И все-таки, несмотря на то, что и сегодня, не слишком вдаваясь в «подробности», часто говорят о ренессансном, барочном и даже античном реализме, о реализме социалистическом и магическом, о неореализме и вообще о некой реалистичности как таковой, именно эпоху Шанфлери, т. е. середину позапрошлого столетия, можно считать не только началом истории данного понятия, но и тем периодом европейской культуры, который, «завершая»[33], прежде всего, современную ему литературу – Стендаля, Бальзака, Теккерея, Диккенса, Пушкина и других писателей – породил сущностный признак этой «реалистичности как таковой». Сама по себе обыденная или философская вера в существующую вне субъекта, не зависящую от него объективность, в способность человеческой мысли объективировать свою или чужую субъективность, в возможность усмотрения некоего не очевидного «логоса» этой объективности и, в аристотелевском смысле, его миметического отображения в произведении искусства, будучи необходимым и достаточным условием для авторской объективистской художественной позиции, еще однозначно не предполагает позицию «реалистическую». Ибо нет «реалистичности вообще», а «реалистичность как таковая» является продуктом именно своей эпохи, наполнившей в середине XIX в. реставрированные критические идеи Просвещения совершенно новым, позитивистско-социологическим, содержанием и давшей тем самым «реализму» («критическому реализму») выраженное и высказанное эстетическое измерение, тот основополагающий признак, которым с тех пор наделяли и наделяют и все другие, предшествующие и последующие, «реализмы».
Для прояснения того, о чем идет речь, приведу дающую достаточно полное представление о сути дела цитату из книги Э. Ауэрбаха «Мимесис». В главе «В особняке де Ла-Молей», посвященной роману Стендаля «Красное и черное», читаем: «В этой сцене…
описано одно из происшествий, предшествовавших завязке бурной и в высшей степени трагической любовной истории… Нас интересует вот что: сцена была бы почти непонятна без самого точного, до деталей, знания политической ситуации, общественного расслоения и экономических отношений в определенный исторический момент, – во Франции накануне июльской революции… Даже скука… в салоне этого аристократического дома, на которую жалуется Жюльен, не обычная скука: она вызвана не тем, что в доме случайно собрались очень ограниченные люди… эта скука, скорее, политическое и духовное явление, характеризующее эпоху Реставрации.
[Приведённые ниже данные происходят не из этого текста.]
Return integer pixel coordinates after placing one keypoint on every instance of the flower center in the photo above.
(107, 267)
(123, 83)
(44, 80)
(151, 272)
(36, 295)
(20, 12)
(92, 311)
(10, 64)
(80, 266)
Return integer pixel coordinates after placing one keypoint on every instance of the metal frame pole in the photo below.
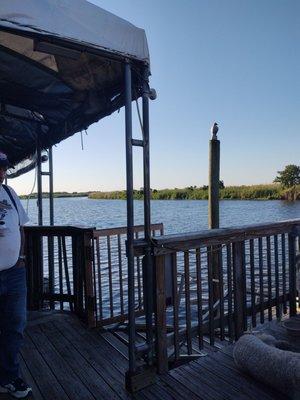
(39, 184)
(130, 217)
(148, 269)
(51, 203)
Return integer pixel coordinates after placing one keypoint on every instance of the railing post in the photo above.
(77, 274)
(160, 315)
(89, 279)
(34, 271)
(292, 273)
(239, 288)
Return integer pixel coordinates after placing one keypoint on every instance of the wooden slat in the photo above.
(187, 301)
(199, 297)
(261, 280)
(230, 291)
(283, 271)
(238, 273)
(175, 306)
(252, 278)
(269, 272)
(276, 266)
(161, 331)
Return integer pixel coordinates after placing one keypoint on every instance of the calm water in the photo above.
(177, 215)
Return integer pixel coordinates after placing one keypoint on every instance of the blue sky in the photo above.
(231, 61)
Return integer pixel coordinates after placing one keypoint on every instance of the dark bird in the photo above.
(214, 130)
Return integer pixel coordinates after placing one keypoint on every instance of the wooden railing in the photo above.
(59, 274)
(110, 275)
(82, 270)
(219, 283)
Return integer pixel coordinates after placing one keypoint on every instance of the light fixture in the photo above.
(50, 48)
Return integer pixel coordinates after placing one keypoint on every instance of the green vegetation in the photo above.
(255, 192)
(289, 177)
(57, 195)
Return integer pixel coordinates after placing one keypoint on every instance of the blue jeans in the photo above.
(12, 320)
В XVII и XVIII веках в таких салонах скуки не бывало… Таким образом, характеры, поступки и отношения действующих лиц теснейшим образом связаны с историческими обстоятельствами: политические и социальные предпосылки реалистически точно вплетаются в действие как ни в одном романе, ни в одном литературном произведении прошлого… то, что трагически воспринимаемое существование человека из низших слоев, в данном случае Жюльена Сореля, столь последовательно и основательно увязывается с совершенно конкретными историческими обстоятельствами и объясняется ими, – явление совершенно новое и в высшей степени значительное. С такой же остротой… обрисованы и другие круги, в которых приходится бывать Жюльену Сорелю… все определено социологически и исторически…»[34]Именно высокая степень связанности «характеров, поступков и отношений действующих лиц» с неким внешним им социологическим и историческим целым и, более того, их обусловленность этим целым как раз и являются тем, часто распространявшимся и на совсем другие объективистские эстетики, свойством, которое превратило тысячелетнюю веру в объективность и в ее умозрительно постигаемую истину в веру в «реалистичность» со всей соответствующей «… правдивому воспроизведению типичных характеров в типичных обстоятельствах»[35] парадигмой атрибутов: «типизацией», «панорамой» или «энциклопедией» жизни, «нашим современником», «маленьким человеком» и т. д. Конфликты же различных «реализмов» друг с другом, начиная со второй половины XIX в., происходили либо в связи с еретическим отступничеством от как таковой идеи первичности социологического и исторического целого, как, например, в случае с импрессионизмом, противостоявшим натурализму, либо в связи с вытеснением одного понимания целостности другим.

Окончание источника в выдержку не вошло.